Mżył lekki deszczyk, więc Blacha nie wysiadał z samochodu. Czekając na Sikorę, rozmyślał o ostatnich wydarzeniach. Pętla zaciskała się coraz bardziej. Z jednej strony zarząd Pruszkowa, który patrzył na niego coraz bardziej nieprzychylnym okiem; Blacha wiedział, że Mnichowi i Kowalowi niewiele trzeba, żeby go odpalić. Z drugiej - te pojeby od Ptaśka, które szybciej strzelają niż myślą. Ofiary padały po obu stronach, on mógł być kolejny.
Blacha nie miał pojęcia jak się z tego wszystkiego wygrzebie. W dodatku grał na dwa fronty - jak długo tak jeszcze można, zanim wszystko się wykryje?
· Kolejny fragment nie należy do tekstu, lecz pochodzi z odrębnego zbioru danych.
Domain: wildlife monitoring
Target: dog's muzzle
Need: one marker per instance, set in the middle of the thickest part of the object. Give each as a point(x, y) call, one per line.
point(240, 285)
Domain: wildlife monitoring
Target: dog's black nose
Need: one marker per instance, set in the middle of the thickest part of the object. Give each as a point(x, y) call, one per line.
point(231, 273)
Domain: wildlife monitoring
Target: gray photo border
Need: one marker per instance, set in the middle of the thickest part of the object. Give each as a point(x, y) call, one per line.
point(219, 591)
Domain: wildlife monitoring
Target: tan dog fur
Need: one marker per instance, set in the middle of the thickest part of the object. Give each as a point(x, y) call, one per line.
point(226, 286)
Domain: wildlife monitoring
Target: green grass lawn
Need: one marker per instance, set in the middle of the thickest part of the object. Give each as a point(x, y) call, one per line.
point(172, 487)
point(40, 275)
Błysnęły reflektory nadjeżdżającego z naprzeciwka samochodu. Blacha z daleka rozpoznał tego rzęcha Sikory. Nie mógł wyjść z podziwu, że to jeszcze w ogóle jeździ. Ale co się dziwić, z pieskiej pensji na nic lepszego nie starcza.
Policjant zaparkował w pobliżu i przesiadł się do Mercedesa. Musiał zauważyć, że Blacha jakoś nie był w najlepszym nastroju.
- Co ty taki nerwowy jesteś? - zapytał.
- No chyba mam, kurwa, powód, co? - warknął Blacha, oderwany od swoich optymistycznych przemyśleń.
Sikora przyjął to spokojnie. Wiedział, że Blacha to straszny choleryk i nie należy brać do siebie jego nagłych wybuchów. Kiedy tylko się trochę opanował, przepraszał.
- Sory - mruknął. - Po prostu... A zresztą, sam zobacz - Blacha sięgnął po gazetę, która leżała na desce rozdzielczej Mercedesa i podał ją Sikorze. Na tytułowej stronie „Raportu Codziennego” - popularnego, ogólnokrajowego szmatławca - widniało wielkimi literami: „Kto zabił Skalpela?”. Pod nagłówkiem znajdowały się trochę niewyraźne, niebyt umiejętnie powiększone zdjęcia Blachy i Skalpela, a wszystko to okraszone kilkoma chwytliwymi sloganami, zapowiadającymi treść artykułu numeru, w tym: „Tak kończy się przyjaźń w mafii - najbliższy przyjaciel zleca zabójstwo”. Nie ma co, ktoś ostro pojechał, stwierdził Sikora, pobieżnie przeglądając artykuł.
Blacha powinien jakoś odreagować - przemknęło mu przez myśl. Jeszcze zacznie strzelać do ludzi. Nagle coś przyszło mu do głowy.
- Grałeś kiedyś w darta? - zapytał, składając gazetę.
- W co? - zdziwił się Blacha.
- Tu niedaleko jest taki pub... Nikt z naszych tam nie chodzi.
- No i?
- Co ty na to, żebyśmy się tam przenieśli? - zaproponował Sikora.
Blacha, po krótkim namyśle stwierdził, że nie ma nic przeciwko. Tak się to wszystko ostatnio pokręciło, że wolał pić w towarzystwie Sikory, niż swoich z Pruszkowa.
A poza tym... zaintrygował go ten dart.